Il y a des œuvres qui divertissent, il y en a d’autres qui, sans le revendiquer bruyamment, déposent en nous une inquiétude féconde. Sillage, la série de Jean-David Morvan et Philippe Buchet, appartient à cette seconde catégorie. Sous les couleurs flamboyantes du space opera, sous les carapaces extraterrestres et les vaisseaux titanesques, se cache une méditation d’une actualité troublante sur ce que signifie être humain quand on a perdu le monopole de l’humanité.

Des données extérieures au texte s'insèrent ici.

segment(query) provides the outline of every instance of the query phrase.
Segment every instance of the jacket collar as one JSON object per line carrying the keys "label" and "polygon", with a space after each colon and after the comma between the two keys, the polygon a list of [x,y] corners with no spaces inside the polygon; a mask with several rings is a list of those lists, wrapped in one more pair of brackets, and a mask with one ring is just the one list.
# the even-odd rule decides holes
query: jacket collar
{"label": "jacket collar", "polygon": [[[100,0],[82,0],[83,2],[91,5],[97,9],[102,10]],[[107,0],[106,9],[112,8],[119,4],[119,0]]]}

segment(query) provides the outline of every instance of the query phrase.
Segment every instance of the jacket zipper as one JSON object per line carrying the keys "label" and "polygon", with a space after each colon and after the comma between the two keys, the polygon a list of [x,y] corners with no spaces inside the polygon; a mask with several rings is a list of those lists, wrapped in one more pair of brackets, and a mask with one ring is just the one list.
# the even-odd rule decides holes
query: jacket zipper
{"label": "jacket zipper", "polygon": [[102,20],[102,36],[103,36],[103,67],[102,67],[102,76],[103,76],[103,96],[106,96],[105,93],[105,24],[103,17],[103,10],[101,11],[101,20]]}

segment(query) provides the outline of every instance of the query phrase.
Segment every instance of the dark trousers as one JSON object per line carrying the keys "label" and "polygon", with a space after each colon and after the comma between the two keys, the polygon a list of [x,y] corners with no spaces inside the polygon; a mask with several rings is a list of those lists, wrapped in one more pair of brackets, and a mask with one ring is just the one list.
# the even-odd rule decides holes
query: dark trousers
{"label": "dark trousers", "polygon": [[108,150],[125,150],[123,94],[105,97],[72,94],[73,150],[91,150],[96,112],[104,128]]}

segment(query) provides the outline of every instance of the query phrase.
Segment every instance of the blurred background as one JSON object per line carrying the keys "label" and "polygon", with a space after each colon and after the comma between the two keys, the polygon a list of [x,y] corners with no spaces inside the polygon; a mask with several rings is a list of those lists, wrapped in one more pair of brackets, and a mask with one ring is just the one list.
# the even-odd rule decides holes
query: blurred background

Car c’est bien cela, l’hypothèse de départ de Sillage, une seule humaine, Nävis, perdue dans une flotte immense rassemblant des milliers d’espèces. Cette solitude paradoxale, cette humanité minoritaire, presque anecdotique dans l’économie galactique du récit, constitue un formidable laboratoire anthropologique pour penser notre propre condition contemporaine. Car nous aussi, à notre façon, nous vivons cette expérience de dissolution, non pas dans une flotte extraterrestre, mais dans des systèmes techniques, économiques et informationnels qui nous dépassent et nous recomposent sans notre consentement plein et entier.

 

 

Le système et l’anomalie

La Flotte, dans Sillage, n’est pas un simple décor, elle est un système d’une redoutable cohérence, qui classe les espèces, hiérarchise les fonctions, distribue les rôles selon une logique d’efficacité globale. On y retrouve, presque trait pour trait, ce que Jacques Ellul décrivait dans Le Système technicien comme l’avènement d’une rationalité auto-suffisante, qui ne se justifie plus par des fins mais par sa propre cohérence opératoire. Elle absorbe la diversité pour la transformer en ressource organisationnelle, une machine à intégrer l’altérité en la vidant de son étrangeté.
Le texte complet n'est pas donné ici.